Sprouted tofu and mushrooms soak up a delicious tamari marinade before being baked along with prepared vegan potstickers and bok choy. A tasty sauce, sesame seeds, and a bed of whole grains to serve tie everything together. Adjust the heat level of this dish in the sauce or at the table so kids can partake.
Salad swap
Once cool, the tofu mixture can be served on a bed of crunchy romaine for a packable lunch that’ll spark office envy. Keep the sauce on the side and dress right before serving.
Per serving: (without optional potstickers)
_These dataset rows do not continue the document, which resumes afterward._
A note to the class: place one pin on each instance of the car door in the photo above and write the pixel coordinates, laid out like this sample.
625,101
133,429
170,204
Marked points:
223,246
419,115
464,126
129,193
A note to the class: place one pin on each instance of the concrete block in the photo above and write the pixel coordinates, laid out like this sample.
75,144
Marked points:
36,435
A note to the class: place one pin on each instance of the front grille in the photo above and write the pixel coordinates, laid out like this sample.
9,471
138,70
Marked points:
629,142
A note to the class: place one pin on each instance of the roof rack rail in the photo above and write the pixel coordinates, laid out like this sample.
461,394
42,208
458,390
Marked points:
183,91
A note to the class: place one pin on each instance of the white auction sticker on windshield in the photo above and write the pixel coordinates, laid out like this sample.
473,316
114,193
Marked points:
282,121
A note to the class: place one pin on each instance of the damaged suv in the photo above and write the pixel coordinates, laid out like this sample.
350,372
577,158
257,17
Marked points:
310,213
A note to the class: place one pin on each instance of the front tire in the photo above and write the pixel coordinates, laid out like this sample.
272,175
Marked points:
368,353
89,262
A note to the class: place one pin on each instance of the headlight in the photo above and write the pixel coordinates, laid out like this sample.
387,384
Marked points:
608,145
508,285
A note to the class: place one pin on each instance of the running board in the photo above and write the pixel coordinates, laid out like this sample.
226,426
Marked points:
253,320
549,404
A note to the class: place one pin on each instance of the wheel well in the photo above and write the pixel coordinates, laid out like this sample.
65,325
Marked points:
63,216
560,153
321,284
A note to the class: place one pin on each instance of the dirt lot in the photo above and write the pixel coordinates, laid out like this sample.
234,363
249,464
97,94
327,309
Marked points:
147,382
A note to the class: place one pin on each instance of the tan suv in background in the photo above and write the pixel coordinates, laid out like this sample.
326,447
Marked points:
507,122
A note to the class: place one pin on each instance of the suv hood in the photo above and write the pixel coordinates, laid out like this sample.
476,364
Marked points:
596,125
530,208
Preheat oven to 400 F (200 C). On 1 or 2 large rimmed baking sheets lined with parchment paper (use 2 baking sheets if ingredients don’t fit in single layer on one), add tofu, mushrooms, bok choy, and potstickers. In small bowl, combine tamari, avocado or olive oil, toasted sesame oil, rice vinegar, maple syrup, ginger, and garlic. Drizzle sauce over baking sheet or divide between 2 sheets and toss to coat. Arrange potstickers bottom side down. Bake for 25 to 30 minutes, flipping once halfway through, until vegetables are tender and tofu and potstickers are brown.
In medium bowl, whisk to combine tahini, water, lime juice, and sriracha. If sauce is too thick for your liking, add additional water 1 spoonful at a time. To serve, add riced cauliflower or cooked grain to bowls and top with baked tofu mixture, tahini sauce, and sesame seeds.